Sci-fi video shows how NASA might fly a plane — yes, a plane — on Mars (Image Credit: Mashable)
NASA’s interest is obvious. A Mars plane would revolutionize Martian exploration — whether it’s looking for frozen water resources, areas that could have once potentially harbored life, or places to collect scientific samples.
“We provide the possibility to move around,” Zha, the president and founder of Coflow Jet, told Mashable in January. “There are no roads there,” added Zha, who is also the director of the CFD (Computational Fluid Dynamics) and Aerodynamics Lab at the University of Miami.
The three-minute video below demonstrates how MAGGIE could launch atop NASA’s new megarocket (its towering Space Launch System). The animation then shows the craft carrying the rocket’s payload (with the packed-up MAGGIE inside) separating in space before journeying eight months to Mars. After an ambitious descent and landing (reminiscent of NASA’s successful, though daring, endeavors to land car-sized rovers on Mars), the plane settles on the desert surface.
“You can land any place you feel is interesting.”
Crucially the plane takes off vertically, like a helicopter. That’s essential on a rocky, crater-blanketed world with no runways. “You can land any place you feel is interesting,” Zha said.
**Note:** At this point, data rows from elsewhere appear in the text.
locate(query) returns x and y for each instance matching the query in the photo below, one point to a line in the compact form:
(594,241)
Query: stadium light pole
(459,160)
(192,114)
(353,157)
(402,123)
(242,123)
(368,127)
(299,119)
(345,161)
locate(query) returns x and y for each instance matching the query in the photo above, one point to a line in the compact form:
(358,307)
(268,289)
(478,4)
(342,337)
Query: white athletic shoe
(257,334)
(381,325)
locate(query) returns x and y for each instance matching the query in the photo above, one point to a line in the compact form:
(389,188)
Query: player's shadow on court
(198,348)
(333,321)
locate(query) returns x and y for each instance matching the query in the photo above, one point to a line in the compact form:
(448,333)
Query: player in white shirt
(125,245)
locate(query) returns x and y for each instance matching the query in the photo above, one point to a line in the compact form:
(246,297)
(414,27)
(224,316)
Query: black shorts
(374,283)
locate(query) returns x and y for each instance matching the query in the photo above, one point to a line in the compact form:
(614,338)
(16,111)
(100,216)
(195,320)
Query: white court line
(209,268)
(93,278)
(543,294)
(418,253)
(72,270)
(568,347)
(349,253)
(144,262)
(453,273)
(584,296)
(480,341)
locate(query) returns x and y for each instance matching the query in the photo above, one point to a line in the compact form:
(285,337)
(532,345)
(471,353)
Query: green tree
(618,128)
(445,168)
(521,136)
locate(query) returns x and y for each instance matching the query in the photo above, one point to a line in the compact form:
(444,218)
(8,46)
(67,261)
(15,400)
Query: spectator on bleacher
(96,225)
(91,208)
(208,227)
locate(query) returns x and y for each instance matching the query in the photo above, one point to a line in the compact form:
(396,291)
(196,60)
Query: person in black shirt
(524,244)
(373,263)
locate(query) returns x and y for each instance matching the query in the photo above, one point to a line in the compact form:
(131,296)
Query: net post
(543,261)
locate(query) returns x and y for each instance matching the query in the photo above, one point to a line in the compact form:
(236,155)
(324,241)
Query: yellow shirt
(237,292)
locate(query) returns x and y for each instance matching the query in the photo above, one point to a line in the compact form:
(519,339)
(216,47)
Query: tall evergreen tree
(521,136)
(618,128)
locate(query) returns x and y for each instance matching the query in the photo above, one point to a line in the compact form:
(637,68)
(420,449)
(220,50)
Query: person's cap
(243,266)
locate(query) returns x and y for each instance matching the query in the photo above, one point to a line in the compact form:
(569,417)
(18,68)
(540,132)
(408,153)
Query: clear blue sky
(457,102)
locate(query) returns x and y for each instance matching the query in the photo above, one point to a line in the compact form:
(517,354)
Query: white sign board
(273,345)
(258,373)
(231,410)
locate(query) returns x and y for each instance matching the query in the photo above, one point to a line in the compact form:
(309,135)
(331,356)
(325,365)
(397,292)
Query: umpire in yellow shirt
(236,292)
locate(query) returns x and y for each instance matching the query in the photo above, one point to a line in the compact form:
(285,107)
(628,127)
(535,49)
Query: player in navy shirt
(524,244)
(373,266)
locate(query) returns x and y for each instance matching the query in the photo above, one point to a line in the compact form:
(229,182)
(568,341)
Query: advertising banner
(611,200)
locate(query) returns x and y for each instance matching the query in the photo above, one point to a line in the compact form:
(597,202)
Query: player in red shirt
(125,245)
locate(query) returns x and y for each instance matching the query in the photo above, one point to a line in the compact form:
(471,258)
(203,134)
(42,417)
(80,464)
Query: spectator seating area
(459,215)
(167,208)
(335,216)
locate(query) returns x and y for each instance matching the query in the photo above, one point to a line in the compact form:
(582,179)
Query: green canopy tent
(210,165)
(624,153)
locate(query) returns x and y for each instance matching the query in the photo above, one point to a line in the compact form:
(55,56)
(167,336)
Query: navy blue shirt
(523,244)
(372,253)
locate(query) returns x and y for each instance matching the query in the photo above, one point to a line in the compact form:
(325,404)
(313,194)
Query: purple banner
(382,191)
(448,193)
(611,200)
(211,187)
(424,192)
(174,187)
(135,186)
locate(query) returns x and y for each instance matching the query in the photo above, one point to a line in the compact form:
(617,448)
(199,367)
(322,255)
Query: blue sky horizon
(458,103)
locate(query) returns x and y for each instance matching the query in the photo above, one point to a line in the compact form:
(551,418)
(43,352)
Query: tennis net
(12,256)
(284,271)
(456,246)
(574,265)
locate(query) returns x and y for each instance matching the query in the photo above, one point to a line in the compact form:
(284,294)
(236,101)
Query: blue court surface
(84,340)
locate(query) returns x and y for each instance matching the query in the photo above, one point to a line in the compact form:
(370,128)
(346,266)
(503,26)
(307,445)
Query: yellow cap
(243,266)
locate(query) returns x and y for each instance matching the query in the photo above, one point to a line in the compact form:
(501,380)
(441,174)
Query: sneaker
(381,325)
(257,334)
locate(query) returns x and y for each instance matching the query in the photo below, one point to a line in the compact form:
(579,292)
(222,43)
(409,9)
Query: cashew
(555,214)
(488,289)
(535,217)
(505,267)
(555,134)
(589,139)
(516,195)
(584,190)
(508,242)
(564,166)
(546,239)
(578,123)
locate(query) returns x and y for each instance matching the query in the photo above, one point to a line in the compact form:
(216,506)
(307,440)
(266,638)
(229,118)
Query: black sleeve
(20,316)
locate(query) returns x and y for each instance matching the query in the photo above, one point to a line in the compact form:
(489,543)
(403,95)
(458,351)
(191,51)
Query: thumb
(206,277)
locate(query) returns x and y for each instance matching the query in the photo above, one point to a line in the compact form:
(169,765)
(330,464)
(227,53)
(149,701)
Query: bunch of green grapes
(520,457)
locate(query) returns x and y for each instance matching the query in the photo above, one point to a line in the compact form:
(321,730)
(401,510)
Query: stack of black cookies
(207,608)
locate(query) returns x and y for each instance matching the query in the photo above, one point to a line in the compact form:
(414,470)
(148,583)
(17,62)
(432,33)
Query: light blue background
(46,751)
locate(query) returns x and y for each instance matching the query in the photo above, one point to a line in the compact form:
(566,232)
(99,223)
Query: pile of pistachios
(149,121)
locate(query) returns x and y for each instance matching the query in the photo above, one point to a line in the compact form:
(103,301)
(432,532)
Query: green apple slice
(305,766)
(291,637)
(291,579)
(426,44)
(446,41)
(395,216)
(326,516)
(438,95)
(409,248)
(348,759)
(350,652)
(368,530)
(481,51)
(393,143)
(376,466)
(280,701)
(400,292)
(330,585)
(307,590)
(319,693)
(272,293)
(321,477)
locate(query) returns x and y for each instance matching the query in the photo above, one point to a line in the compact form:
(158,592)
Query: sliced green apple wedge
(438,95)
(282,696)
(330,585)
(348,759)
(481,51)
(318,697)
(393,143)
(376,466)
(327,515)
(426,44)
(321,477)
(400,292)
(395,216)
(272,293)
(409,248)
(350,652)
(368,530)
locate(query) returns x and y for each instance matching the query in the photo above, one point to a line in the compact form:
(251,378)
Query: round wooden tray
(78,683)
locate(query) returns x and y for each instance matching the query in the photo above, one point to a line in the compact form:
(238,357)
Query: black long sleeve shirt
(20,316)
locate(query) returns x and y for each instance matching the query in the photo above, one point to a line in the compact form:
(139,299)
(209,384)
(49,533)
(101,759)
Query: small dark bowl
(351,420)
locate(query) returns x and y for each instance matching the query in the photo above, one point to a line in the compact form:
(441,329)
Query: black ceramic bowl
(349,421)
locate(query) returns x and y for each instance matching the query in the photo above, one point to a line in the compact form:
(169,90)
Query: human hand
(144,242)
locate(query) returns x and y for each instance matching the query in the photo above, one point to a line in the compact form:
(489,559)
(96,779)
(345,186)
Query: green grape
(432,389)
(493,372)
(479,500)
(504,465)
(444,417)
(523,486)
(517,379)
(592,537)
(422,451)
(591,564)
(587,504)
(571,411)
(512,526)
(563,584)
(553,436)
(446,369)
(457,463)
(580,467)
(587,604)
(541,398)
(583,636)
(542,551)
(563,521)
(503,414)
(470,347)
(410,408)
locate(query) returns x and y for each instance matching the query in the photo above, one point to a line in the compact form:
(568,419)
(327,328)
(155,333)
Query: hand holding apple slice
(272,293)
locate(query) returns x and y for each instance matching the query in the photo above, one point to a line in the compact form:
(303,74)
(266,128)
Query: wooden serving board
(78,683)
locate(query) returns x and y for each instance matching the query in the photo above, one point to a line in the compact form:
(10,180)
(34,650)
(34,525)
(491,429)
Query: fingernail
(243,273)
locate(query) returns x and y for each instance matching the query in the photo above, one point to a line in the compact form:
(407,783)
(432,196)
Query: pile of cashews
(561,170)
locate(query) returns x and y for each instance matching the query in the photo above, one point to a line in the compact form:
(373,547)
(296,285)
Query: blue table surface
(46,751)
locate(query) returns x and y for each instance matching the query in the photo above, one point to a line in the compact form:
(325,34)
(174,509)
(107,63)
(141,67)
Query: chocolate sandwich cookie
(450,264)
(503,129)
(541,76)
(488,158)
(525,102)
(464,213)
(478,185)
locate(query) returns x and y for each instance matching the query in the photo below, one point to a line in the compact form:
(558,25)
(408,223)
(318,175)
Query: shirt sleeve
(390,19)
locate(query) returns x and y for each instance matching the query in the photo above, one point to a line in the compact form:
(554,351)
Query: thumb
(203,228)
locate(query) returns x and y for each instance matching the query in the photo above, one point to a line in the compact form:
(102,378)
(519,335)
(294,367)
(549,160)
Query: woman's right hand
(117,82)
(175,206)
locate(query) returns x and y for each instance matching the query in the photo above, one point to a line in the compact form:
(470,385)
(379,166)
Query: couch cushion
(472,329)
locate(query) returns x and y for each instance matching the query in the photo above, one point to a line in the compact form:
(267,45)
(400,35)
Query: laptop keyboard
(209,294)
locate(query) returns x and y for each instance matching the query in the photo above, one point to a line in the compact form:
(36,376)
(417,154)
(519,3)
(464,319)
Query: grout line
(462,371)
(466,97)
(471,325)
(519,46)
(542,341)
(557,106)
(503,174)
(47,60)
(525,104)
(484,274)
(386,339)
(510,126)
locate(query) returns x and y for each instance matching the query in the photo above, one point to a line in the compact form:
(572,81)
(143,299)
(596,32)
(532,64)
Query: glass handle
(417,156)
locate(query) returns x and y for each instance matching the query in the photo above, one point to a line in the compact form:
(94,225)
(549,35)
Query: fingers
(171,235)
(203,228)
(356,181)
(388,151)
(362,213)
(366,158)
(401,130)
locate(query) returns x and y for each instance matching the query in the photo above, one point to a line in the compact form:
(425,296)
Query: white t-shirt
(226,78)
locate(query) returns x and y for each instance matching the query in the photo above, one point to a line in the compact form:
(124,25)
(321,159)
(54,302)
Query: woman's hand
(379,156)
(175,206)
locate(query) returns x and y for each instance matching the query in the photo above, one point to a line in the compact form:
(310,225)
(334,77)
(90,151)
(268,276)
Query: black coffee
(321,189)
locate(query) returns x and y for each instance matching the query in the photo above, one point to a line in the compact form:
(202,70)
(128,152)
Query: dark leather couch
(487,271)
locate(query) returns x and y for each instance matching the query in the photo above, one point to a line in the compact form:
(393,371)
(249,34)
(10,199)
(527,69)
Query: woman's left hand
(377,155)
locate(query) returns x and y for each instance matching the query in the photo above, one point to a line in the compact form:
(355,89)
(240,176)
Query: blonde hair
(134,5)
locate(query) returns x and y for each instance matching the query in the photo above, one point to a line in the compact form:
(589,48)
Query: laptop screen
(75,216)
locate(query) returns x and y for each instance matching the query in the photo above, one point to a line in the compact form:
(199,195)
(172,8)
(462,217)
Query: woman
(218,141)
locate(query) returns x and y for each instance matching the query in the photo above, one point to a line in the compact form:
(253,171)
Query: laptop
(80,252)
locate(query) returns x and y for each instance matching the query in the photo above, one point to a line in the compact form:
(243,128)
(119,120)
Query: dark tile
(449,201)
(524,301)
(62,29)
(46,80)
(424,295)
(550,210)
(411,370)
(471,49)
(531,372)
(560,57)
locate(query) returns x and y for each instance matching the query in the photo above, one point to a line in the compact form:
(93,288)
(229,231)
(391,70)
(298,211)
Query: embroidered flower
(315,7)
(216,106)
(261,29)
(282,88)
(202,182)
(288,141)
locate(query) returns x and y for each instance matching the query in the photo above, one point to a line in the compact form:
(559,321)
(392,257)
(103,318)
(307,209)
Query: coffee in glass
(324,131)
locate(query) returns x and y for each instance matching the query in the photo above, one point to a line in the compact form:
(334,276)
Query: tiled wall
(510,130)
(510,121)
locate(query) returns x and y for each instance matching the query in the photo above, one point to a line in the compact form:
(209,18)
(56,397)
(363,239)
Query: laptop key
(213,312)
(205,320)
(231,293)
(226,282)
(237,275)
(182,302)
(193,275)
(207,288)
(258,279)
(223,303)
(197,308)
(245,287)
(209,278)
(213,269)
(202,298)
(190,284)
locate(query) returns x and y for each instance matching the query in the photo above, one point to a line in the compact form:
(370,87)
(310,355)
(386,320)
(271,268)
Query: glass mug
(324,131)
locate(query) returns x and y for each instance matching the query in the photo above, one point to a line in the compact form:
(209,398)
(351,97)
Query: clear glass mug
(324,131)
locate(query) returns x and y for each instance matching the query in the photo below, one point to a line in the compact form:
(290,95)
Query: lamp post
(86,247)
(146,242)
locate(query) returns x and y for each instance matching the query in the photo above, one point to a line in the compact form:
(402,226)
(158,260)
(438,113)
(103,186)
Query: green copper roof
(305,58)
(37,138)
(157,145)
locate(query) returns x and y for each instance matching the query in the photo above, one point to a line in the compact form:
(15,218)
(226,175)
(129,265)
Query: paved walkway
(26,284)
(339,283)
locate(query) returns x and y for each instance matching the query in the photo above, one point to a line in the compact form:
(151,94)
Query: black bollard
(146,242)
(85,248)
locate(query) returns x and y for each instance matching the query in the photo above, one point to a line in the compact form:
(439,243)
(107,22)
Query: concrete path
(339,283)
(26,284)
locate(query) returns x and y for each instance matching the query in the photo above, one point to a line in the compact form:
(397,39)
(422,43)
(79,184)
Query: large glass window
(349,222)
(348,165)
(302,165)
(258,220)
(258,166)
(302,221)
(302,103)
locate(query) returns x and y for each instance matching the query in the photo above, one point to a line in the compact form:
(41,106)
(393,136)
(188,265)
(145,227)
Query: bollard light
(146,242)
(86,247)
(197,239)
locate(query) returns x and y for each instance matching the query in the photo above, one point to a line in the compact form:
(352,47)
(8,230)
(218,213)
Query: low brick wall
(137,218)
To fly on Mars, a MAGGIE plane will need to overcome serious environmental challenges.
That’s because, compared to Earth, the Martian atmosphere is quite thin. Its density is about one percent of Earth’s, making it difficult to generate the lift needed for flight. Yet the MAGGIE plane’s narrow double-wings are designed (conceptually) to produce many times more lift than conventional aircraft on our planet.
The plane is also specially designed for its vertical landing and takeoff abilities. The propellers are almost always facing forward, but by turning the wing flap down to 90 degrees, the airflow from the propellers creates lift. “That will get the plane up vertically,” Zha explained.
In the coming years, Zha and his team will continue to expand their Martian aviation proposal, in hopes of progressing to the next stage of NASA funding. Any such out-of-this-world plan must be realistic. MAGGIE, for example, is currently designed with about a 26-foot (7.85 meters) wingspan — so it could fit and fold inside a large rocket.
“Anything proposed to NASA has to be very, very well thought out,” Zha emphasized.